Hoffmann-La Roche Inc. v. Sperling, 493 U.S. 165, 173, 110 S.Ct. 482, 107 L.Ed.2d 480 (1989).

In LaChapelle v. Owens-Illinois, Inc., 513 F.2d 286, 287 (5th Cir.1975) (per curiam), this court considered an interlocutory appeal of a district court's order dismissing a class action claim in an age discrimination suit. In affirming the district court's decision, we compared § 216(b) of the FLSA, which allows plaintiffs to opt in to a collective action, to Federal Rule of Civil Procedure 23(c), which provides for class actions:

There is a fundamental, irreconcilable difference between the class action described by Rule 23 and that provided for by FLSA [§ 216(b)]. In a Rule 23 proceeding a class is described; if the action is maintainable as a class action, each person within the description is considered to be a class member and, as such, is bound by judgment, whether favorable or unfavorable, unless he has "opted out" of the suit. Under [§ 216(b)] of FLSA, on the other hand, no person can become a party plaintiff and no person will be bound by or may benefit from judgment unless he has affirmatively "opted into" the class; that is, given his written, filed consent.
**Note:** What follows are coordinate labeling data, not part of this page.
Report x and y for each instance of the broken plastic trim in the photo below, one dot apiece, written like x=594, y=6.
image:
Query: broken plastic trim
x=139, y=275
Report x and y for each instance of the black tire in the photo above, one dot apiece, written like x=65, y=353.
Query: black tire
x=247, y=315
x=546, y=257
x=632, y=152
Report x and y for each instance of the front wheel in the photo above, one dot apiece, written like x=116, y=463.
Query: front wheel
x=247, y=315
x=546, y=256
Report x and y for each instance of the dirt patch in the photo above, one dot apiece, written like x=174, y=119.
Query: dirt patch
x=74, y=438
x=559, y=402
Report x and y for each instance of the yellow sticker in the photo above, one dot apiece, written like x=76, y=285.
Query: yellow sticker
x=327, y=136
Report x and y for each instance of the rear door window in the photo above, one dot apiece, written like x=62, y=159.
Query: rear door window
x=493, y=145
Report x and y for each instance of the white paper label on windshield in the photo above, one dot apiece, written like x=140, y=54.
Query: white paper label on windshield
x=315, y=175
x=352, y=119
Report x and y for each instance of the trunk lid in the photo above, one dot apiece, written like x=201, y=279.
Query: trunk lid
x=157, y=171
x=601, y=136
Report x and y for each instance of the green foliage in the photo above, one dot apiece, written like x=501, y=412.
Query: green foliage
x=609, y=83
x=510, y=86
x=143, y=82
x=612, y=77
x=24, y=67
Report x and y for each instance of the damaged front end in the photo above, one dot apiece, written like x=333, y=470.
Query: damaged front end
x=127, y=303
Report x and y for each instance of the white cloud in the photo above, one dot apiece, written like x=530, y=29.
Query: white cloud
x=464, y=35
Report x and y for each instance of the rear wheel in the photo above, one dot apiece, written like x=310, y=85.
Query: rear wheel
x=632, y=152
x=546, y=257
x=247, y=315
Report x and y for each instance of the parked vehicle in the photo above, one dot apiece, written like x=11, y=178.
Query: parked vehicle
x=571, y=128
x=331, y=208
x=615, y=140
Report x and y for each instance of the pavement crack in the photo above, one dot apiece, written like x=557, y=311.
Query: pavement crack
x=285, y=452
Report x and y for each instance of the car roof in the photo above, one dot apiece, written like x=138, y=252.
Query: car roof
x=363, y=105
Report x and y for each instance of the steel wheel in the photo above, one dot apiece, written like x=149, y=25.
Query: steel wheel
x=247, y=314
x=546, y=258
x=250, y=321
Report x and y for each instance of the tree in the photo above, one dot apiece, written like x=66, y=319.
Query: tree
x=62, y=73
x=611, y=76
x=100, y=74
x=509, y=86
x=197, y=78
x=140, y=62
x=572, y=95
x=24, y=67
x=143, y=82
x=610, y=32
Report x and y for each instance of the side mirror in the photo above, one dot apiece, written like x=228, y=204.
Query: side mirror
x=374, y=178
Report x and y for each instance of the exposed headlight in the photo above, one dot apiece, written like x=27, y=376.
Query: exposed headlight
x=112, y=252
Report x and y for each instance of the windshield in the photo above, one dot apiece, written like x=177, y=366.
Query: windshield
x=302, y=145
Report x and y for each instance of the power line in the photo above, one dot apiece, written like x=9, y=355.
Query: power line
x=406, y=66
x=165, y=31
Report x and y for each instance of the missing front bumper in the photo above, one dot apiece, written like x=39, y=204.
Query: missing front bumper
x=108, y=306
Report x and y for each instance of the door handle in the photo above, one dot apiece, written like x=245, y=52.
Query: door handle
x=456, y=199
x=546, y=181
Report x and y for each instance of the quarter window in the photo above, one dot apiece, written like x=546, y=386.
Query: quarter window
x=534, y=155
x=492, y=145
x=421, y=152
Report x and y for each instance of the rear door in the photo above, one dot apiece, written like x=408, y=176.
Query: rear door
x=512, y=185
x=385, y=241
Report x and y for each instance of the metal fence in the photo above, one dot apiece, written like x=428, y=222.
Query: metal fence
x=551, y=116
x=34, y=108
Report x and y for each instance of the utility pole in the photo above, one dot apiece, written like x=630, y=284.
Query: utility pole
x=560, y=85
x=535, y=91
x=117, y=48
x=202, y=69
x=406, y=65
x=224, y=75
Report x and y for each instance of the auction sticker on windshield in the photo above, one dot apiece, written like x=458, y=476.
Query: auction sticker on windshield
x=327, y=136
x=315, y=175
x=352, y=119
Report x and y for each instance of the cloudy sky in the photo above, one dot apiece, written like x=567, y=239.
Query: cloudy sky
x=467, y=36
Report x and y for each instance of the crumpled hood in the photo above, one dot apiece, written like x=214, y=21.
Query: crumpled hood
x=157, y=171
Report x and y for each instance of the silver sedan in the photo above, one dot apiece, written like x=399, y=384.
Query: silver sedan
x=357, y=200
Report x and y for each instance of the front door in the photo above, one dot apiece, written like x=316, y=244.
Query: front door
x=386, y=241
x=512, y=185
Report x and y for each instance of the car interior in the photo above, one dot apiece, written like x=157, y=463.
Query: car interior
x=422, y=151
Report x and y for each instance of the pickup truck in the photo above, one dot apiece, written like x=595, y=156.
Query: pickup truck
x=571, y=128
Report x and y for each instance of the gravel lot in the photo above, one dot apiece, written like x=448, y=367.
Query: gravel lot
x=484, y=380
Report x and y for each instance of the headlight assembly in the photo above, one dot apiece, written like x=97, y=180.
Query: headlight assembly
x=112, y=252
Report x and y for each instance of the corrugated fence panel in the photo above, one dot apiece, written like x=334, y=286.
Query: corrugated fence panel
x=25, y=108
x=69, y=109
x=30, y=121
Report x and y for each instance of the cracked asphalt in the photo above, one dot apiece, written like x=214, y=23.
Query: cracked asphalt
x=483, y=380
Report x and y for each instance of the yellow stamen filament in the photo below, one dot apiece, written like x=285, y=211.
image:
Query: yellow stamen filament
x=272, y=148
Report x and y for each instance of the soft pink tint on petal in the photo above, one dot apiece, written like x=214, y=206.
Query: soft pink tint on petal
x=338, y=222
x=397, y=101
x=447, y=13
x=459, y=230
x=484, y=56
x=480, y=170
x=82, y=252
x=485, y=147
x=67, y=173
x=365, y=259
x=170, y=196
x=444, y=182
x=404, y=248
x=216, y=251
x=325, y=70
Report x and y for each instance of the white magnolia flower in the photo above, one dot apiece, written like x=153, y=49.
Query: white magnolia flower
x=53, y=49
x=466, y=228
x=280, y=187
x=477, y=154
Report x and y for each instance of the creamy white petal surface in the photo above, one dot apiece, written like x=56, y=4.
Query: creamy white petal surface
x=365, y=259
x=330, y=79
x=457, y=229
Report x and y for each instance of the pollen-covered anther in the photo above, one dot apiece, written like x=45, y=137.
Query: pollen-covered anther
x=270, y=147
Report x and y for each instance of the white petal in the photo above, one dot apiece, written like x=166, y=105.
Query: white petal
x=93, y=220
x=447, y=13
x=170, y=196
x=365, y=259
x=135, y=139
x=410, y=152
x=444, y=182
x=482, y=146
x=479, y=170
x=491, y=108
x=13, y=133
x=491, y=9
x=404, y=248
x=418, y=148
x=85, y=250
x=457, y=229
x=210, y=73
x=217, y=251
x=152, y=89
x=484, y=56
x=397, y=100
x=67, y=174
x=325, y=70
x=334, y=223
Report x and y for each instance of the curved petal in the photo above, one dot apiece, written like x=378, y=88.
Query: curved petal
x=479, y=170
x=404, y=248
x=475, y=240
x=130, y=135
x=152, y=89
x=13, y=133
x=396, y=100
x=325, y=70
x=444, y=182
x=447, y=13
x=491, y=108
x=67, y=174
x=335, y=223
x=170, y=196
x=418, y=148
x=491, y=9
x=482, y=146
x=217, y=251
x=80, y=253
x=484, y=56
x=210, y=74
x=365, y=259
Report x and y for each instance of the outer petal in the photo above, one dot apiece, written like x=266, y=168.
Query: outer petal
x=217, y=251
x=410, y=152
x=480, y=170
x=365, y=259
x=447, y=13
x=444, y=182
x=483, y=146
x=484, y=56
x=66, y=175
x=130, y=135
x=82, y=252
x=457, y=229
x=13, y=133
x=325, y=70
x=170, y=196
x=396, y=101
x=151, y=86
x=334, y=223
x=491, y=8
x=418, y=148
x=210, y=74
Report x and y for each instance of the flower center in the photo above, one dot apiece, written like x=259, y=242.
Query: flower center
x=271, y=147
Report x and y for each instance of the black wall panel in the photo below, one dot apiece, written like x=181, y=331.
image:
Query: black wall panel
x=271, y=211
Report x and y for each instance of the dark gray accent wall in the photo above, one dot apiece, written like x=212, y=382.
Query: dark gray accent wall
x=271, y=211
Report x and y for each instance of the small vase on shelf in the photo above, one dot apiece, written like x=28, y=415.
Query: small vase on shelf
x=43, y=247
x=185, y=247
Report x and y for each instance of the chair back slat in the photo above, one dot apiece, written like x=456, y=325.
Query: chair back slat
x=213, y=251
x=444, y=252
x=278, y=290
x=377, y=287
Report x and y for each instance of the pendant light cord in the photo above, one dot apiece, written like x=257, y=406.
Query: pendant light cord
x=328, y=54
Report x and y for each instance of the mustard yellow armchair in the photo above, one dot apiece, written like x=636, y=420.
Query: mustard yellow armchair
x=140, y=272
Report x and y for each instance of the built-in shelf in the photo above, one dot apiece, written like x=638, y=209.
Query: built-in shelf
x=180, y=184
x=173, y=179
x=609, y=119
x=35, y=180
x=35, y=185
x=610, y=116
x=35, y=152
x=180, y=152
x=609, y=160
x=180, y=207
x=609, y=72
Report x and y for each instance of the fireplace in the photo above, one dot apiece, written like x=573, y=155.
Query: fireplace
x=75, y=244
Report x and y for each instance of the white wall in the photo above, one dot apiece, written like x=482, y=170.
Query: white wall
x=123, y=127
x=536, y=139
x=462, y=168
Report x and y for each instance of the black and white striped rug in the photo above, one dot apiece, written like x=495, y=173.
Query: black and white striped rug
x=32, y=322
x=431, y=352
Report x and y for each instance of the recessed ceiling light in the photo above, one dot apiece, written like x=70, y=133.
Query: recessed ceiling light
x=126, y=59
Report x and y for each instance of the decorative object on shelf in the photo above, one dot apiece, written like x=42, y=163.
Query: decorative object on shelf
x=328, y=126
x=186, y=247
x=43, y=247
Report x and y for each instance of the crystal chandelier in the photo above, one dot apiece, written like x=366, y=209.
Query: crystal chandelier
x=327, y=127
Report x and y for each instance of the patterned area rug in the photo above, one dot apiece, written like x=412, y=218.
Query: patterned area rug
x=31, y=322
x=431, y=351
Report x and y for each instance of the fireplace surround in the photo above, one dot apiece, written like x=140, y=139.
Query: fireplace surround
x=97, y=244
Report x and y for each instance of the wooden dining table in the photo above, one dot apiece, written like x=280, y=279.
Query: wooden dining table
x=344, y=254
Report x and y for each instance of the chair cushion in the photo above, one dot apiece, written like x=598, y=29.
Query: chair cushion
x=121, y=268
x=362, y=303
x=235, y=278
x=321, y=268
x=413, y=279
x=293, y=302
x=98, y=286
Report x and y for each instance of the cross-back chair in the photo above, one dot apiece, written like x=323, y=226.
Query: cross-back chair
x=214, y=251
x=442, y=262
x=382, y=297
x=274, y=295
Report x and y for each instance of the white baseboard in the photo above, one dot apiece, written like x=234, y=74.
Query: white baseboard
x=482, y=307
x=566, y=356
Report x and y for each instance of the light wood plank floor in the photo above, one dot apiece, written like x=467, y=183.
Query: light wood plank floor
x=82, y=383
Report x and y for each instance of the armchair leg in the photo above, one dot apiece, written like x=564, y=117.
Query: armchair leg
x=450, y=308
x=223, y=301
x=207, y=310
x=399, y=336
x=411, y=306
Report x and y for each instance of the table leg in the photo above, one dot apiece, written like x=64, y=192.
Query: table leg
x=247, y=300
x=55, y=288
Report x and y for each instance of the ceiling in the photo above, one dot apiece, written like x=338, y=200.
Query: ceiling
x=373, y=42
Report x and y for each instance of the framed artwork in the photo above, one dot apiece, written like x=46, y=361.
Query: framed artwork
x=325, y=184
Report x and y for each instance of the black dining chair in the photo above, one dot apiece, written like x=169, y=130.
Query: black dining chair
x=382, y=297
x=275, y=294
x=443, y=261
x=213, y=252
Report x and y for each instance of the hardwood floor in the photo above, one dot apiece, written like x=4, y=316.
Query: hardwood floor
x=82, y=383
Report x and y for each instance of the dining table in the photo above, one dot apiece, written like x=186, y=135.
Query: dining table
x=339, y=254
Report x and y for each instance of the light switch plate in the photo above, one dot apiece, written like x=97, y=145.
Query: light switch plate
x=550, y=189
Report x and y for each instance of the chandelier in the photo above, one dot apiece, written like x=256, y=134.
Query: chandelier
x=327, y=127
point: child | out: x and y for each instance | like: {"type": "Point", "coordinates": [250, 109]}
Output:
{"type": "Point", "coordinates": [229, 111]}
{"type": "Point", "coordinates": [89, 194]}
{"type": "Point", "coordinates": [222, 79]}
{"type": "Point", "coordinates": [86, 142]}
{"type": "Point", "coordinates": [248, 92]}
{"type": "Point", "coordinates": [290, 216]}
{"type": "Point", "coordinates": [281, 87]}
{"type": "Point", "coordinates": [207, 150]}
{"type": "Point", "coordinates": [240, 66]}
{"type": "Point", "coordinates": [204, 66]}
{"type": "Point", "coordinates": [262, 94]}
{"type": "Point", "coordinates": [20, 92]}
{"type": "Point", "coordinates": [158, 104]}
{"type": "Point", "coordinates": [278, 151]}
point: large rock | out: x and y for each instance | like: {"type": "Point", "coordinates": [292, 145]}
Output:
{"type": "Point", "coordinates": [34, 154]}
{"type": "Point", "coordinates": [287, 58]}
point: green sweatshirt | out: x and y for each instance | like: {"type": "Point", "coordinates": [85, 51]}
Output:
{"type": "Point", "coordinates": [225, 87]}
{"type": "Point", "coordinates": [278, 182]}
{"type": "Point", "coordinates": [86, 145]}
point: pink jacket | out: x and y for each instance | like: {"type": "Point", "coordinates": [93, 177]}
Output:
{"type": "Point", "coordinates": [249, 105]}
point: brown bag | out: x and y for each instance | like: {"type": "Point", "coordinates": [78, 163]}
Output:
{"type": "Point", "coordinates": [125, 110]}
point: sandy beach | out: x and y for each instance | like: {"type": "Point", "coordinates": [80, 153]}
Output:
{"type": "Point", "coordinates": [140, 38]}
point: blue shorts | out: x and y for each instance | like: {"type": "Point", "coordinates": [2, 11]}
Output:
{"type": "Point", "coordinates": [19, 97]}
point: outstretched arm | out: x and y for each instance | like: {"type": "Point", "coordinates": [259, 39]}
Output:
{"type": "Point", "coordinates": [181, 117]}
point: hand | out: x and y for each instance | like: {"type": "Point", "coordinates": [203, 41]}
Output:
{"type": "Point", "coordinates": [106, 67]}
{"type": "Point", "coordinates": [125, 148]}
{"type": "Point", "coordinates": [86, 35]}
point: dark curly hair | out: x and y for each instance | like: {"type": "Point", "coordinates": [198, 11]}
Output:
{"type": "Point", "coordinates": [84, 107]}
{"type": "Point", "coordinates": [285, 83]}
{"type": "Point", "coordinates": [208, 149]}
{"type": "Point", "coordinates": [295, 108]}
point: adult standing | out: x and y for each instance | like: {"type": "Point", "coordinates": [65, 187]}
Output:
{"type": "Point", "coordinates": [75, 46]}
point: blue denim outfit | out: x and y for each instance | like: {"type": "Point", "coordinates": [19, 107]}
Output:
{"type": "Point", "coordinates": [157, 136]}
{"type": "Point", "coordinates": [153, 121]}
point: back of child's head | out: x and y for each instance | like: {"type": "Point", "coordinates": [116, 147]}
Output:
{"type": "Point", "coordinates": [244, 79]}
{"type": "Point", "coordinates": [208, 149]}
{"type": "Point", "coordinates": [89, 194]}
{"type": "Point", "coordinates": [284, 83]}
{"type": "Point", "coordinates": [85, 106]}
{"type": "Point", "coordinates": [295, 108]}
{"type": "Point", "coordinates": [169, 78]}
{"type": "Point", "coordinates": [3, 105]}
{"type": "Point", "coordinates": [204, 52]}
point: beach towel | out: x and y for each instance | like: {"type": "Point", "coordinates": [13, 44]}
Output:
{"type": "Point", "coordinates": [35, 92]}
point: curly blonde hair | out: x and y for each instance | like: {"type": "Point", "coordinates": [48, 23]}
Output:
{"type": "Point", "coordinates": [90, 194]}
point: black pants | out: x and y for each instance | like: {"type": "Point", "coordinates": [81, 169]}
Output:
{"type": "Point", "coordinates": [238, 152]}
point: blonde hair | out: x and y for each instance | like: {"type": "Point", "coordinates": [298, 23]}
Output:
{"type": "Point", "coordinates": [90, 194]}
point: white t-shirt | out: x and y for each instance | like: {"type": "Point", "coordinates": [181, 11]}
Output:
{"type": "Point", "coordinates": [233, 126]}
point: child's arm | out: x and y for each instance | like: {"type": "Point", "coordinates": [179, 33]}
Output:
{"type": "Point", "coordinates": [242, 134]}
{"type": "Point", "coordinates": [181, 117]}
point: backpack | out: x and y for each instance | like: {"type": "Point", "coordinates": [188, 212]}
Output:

Id. at 288. The court continued, "Rule 23(c) provides for `opt out' class actions. FLSA [§ 216(b)] allows as class members only those who `opt in.' These two types of class actions are mutually exclusive and irreconcilable." Id. at 289. We concluded that because the Age Discrimination in Employment Act adopted § 216(b) of the FLSA, a plaintiff could maintain only "opt in" type class actions for age discrimination cases. Id. Given this language, the rules and policies underlying "opt out" class actions might not apply when construing the FLSA, as the statute treats the representative plaintiff and opt-in plaintiffs differently. For example, in a FLSA collective action, the statute of limitations for a named plaintiff runs from the date that the plaintiff files the complaint, while the limitations period for an opt-in plaintiff runs from the opt-in date. See Atkins v. Gen. Motors Corp., 701 F.2d 1124, 1130 n. 5 (5th Cir.1983).